Created on 2022-01-21 by the reprex package (v2.0.1)

BajczA475 commented 2 years ago

You're right! It looks like ompr.roi installed correctly but not ompr and I hadn't noticed. I must have had an R session running somewhere with ompr turned on. Thanks for the quick help!

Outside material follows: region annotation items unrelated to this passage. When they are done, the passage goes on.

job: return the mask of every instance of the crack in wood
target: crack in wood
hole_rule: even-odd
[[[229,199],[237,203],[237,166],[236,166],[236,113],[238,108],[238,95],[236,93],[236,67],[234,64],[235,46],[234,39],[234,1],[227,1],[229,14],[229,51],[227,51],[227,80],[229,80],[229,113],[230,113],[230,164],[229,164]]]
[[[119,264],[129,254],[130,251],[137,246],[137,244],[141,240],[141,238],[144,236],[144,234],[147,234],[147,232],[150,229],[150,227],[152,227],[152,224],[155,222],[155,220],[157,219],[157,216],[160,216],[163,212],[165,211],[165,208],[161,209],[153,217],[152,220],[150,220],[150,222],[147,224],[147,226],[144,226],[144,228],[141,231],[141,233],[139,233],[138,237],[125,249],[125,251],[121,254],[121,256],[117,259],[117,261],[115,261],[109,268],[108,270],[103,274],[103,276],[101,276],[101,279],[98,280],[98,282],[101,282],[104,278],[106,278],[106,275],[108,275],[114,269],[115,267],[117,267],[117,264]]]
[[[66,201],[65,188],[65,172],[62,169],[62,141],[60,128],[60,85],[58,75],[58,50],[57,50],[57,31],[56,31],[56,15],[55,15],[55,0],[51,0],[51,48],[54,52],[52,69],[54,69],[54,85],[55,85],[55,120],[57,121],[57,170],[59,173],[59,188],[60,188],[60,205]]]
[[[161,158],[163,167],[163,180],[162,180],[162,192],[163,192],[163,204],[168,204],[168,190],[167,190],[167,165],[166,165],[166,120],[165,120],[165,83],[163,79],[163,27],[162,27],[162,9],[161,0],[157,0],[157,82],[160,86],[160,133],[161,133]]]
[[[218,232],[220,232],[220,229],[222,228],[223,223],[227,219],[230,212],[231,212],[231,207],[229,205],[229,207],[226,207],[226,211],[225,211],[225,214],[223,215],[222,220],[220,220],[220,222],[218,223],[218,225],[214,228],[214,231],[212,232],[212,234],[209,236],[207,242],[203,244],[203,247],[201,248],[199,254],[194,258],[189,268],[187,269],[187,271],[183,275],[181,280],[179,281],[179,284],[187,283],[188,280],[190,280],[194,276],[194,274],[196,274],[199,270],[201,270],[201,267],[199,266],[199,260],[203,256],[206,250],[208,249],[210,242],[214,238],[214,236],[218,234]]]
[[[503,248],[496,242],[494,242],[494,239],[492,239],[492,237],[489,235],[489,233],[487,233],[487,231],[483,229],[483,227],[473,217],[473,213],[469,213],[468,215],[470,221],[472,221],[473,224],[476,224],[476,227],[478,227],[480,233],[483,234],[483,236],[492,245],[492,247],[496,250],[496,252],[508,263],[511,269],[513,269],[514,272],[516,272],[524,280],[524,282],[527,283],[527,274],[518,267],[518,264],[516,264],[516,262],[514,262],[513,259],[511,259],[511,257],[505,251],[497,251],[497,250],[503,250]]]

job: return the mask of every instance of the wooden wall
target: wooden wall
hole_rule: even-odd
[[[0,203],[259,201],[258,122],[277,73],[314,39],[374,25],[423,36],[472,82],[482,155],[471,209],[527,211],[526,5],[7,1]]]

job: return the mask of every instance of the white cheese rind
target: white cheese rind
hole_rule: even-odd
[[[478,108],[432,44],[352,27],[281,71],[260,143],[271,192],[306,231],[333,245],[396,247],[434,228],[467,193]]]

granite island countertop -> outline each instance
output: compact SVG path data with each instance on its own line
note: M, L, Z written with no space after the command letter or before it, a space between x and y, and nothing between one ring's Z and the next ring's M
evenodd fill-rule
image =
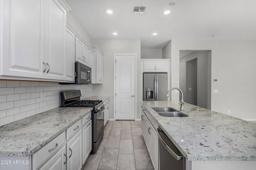
M0 127L0 156L33 154L92 109L57 107Z
M256 123L188 104L182 111L188 117L165 117L151 107L179 110L177 102L142 103L188 160L256 160Z

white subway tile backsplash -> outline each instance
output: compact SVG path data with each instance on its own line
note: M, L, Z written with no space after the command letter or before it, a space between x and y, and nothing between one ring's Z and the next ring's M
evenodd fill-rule
M14 121L20 120L22 119L26 118L26 112L22 113L21 113L17 114L14 115Z
M33 93L36 92L35 87L27 87L27 93Z
M31 109L30 105L26 105L24 106L21 106L20 107L20 112L24 112L25 111L28 111Z
M6 87L6 81L0 80L0 87Z
M31 87L36 87L39 86L39 82L31 82Z
M26 87L14 88L14 93L15 94L18 93L26 93Z
M7 95L7 102L20 100L20 94L9 94Z
M81 90L81 99L92 96L92 84L0 80L0 126L60 107L60 92L73 89ZM45 98L41 100L42 91Z
M9 102L0 103L0 110L6 110L14 107L14 102Z
M7 87L20 87L20 82L19 81L7 81Z
M0 88L0 94L14 94L14 88L13 87L7 87Z
M6 117L6 110L0 111L0 118Z
M6 95L0 95L0 103L3 103L4 102L6 102L7 97Z
M20 82L20 87L30 87L30 82Z
M26 106L26 100L17 100L14 102L14 107L15 107Z
M0 119L0 126L6 125L14 121L14 116L8 116Z
M23 99L28 99L31 98L31 94L28 93L22 93L20 94L20 100L22 100Z

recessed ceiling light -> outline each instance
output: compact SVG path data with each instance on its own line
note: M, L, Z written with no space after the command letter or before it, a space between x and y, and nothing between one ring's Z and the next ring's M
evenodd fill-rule
M113 14L113 11L112 10L107 10L107 11L106 11L106 12L108 14Z
M171 11L170 10L166 10L164 12L164 15L168 15L171 13Z

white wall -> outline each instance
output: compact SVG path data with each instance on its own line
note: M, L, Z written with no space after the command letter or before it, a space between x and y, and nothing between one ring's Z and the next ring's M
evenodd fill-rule
M172 87L179 86L180 50L211 50L212 110L237 117L256 119L256 40L172 40ZM214 89L218 93L213 93ZM178 100L178 94L172 99ZM185 101L186 102L186 101ZM228 110L230 113L228 114Z
M208 55L207 51L193 52L180 59L180 88L186 101L186 92L188 90L186 89L186 63L197 58L197 106L206 108L208 108Z
M140 39L92 39L104 53L103 56L103 84L93 84L94 96L110 96L110 118L114 118L114 53L137 54L137 119L140 118Z
M0 80L0 126L60 106L62 91L80 90L81 99L92 96L92 85ZM45 92L41 100L40 92Z
M141 59L162 59L162 49L141 49L140 58Z

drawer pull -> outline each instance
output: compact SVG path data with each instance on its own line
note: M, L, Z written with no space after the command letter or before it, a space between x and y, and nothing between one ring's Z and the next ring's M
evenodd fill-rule
M67 163L67 161L68 161L68 157L67 157L67 155L66 155L66 154L64 153L64 156L66 157L66 162L64 162L64 164L65 164Z
M55 145L55 147L54 147L54 148L53 148L52 149L49 149L49 150L48 150L48 152L50 152L52 150L53 150L54 149L55 149L56 148L57 148L57 147L58 147L58 143L56 143L56 145Z
M69 150L70 150L70 151L71 151L71 154L70 154L70 156L68 157L69 158L70 158L70 157L71 157L71 156L72 155L72 150L71 150L71 149L70 147L69 149Z
M76 128L75 128L74 129L74 131L75 130L76 130L78 129L79 128L79 126L77 126L77 127L76 127Z

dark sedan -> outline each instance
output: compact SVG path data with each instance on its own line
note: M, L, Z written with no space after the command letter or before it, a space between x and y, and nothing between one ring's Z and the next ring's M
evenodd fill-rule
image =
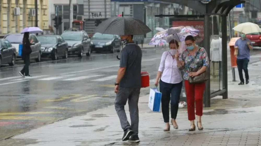
M56 60L58 57L66 59L68 57L68 44L58 35L44 35L37 36L41 42L42 57L50 57Z
M8 63L10 66L15 65L16 52L15 47L4 39L0 40L0 65Z
M84 31L66 31L61 35L68 43L69 54L77 54L81 57L84 53L91 55L91 40Z
M121 42L118 35L96 33L91 39L92 51L96 52L109 51L112 53L115 51L120 52Z

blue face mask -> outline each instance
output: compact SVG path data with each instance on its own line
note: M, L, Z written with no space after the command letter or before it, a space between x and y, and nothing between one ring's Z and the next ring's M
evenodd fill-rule
M187 48L189 50L191 51L194 49L194 46L191 46L187 47Z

The solution it finds isn't the one I want though...The idea is to limit sum(x[i]) to 5 or less using the constraint B, which is what happens, but this should then limit sum(mu[i,]) to 5 or less also, but that doesn't happen as intended...The solution should look like a tic-tac-toe pattern with B rows and B columns of mu as 1s and all others as 0s. This worked ok when I could specify two x variables but I'll need to figure out how to achieve the same outcome with an x and a y instead. Anyhow--that's for me to figure out! Thanks for the help!

dirkschumacher commented 2 years ago

Great. If you have any questions post them in the Q&A section under Discussions.